Once on the server with Quagga after adding several thousand network interfaces, I noticed a message in the logs /var/log/zebra.log:
ZEBRA: netlink-listen recvmsg overrun: No buffer space available
Looked at the current values (I everywhere was 212992):
cat /proc/sys/net/core/rmem_default
cat /proc/sys/net/core/rmem_max
cat /proc/sys/net/core/wmem_default
cat /proc/sys/net/core/wmem_max
To solve the problem, I increased the maximum data receive buffer for all connections by 16 megabytes (16777216 byte = 16Mb):
sudo -i
echo 16777216 > /proc/sys/net/core/rmem_max
echo 16777216 > /proc/sys/net/core/wmem_max
And also so that when restarting the system, the value is not reset, added to sysctl.conf:
sudo nano /etc/sysctl.conf
net.core.rmem_max=16777216
net.core.wmem_max=16777216
Also in the /etc/quagga/debian.conf file, add “nl-bufsize”:
zebra_options=" --daemon -A 127.0.0.1 --nl-bufsize 16777216"
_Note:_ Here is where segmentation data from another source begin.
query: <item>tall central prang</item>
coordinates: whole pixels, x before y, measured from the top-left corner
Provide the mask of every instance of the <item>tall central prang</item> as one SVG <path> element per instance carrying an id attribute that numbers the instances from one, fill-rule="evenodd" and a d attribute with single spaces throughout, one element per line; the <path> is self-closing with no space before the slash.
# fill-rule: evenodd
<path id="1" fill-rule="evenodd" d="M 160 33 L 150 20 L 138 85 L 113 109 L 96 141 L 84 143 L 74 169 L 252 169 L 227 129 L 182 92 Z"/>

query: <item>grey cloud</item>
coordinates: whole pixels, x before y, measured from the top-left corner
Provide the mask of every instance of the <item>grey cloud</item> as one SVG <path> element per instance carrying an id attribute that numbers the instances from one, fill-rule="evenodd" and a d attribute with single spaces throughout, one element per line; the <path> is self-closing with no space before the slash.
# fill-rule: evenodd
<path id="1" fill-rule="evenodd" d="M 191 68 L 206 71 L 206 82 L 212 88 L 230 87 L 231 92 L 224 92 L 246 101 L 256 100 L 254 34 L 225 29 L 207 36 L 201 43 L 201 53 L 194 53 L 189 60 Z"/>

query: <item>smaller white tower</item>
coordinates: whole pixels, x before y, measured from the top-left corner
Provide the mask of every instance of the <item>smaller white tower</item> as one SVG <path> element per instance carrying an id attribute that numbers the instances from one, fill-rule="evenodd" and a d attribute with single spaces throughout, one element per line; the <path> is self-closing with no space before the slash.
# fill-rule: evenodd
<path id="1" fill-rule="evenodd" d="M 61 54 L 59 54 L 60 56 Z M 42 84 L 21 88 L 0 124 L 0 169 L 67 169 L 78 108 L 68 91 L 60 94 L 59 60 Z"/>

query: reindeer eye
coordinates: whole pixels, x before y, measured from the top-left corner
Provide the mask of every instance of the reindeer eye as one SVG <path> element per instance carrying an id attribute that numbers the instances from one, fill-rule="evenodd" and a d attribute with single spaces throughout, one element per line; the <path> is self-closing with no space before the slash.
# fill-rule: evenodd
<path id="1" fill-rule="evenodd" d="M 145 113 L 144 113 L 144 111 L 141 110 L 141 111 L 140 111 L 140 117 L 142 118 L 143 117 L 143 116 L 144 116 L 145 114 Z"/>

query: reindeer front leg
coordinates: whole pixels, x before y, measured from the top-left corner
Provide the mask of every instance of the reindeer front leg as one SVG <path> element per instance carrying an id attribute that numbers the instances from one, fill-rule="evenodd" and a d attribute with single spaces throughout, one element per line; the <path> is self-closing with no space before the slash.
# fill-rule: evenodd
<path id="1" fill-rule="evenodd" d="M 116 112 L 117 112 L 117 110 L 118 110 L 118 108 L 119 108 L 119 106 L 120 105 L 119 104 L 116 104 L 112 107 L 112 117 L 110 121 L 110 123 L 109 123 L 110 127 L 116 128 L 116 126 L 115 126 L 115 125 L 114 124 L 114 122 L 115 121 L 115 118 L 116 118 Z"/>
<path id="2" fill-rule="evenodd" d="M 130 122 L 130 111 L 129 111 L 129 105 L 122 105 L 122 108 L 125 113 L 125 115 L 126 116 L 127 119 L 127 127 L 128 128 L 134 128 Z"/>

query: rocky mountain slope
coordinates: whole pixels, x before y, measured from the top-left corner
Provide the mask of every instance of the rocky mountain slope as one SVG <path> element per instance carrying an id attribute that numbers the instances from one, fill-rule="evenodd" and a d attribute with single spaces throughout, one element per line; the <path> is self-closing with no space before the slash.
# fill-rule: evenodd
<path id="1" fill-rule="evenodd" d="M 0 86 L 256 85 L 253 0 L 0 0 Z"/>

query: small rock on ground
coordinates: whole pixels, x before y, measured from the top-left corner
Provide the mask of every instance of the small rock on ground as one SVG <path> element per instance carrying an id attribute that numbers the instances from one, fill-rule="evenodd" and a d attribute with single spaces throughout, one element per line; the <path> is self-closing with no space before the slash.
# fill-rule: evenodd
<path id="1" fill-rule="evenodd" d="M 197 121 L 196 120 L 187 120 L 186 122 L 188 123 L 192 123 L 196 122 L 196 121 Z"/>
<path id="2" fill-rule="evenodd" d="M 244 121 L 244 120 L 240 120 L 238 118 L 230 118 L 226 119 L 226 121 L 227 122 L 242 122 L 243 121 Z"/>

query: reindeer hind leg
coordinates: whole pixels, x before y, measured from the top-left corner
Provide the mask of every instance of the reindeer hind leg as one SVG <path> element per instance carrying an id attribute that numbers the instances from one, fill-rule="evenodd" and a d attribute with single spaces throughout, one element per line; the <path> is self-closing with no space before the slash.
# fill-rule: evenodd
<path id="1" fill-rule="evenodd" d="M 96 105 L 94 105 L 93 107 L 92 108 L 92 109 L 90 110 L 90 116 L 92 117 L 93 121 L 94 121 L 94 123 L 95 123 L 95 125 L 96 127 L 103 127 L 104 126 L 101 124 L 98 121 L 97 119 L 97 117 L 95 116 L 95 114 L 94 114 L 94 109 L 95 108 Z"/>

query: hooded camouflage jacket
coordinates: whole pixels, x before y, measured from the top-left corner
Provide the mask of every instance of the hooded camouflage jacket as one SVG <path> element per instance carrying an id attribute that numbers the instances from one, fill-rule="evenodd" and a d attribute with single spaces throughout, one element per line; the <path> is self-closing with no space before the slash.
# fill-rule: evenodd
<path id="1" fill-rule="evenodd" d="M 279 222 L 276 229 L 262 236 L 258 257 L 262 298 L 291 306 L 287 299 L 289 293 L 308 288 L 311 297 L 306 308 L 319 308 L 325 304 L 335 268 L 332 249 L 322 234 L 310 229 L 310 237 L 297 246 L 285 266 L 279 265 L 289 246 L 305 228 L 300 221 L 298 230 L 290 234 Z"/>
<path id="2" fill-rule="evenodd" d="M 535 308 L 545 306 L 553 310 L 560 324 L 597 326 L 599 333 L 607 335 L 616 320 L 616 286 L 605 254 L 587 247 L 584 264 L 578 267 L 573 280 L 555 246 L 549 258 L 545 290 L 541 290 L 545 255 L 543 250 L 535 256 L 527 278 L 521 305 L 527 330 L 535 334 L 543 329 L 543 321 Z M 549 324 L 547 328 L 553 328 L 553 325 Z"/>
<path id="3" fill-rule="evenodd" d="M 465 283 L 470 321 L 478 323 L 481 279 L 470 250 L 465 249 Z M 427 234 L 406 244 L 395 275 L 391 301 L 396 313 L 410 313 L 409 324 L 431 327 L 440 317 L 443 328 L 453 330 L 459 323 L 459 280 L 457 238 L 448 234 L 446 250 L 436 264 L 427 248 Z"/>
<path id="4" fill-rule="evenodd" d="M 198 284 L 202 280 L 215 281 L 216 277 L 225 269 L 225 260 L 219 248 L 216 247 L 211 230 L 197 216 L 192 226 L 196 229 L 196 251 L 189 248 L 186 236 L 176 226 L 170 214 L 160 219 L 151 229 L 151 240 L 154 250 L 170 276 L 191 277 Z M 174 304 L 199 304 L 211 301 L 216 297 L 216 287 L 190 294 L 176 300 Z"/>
And restart quagga to apply the changes:
sudo /etc/init.d/quagga restart
On Ubuntu Server 18.04, I specified in another file:
nano /lib/systemd/system/zebra.service
nano /etc/systemd/system/multi-user.target.wants/zebra.service
ExecStart=/usr/sbin/zebra -d -A 127.0.0.1 -s 16777216 -f /etc/quagga/zebra.conf
See also my articles:
Setting up BGP in Quagga
How to enable or disable Proxy ARP on Linux
The zebra manpage says:
“Note that kernel < 2.6.14 doesn't allow to increase it over maximum value defined in /proc/sys/net/core/rmem_max. If you want to do it, you have to increase maximum before starting zebra."
Does that mean using a kernel newer than 2.6.14 does not require increasing kernel limits at all?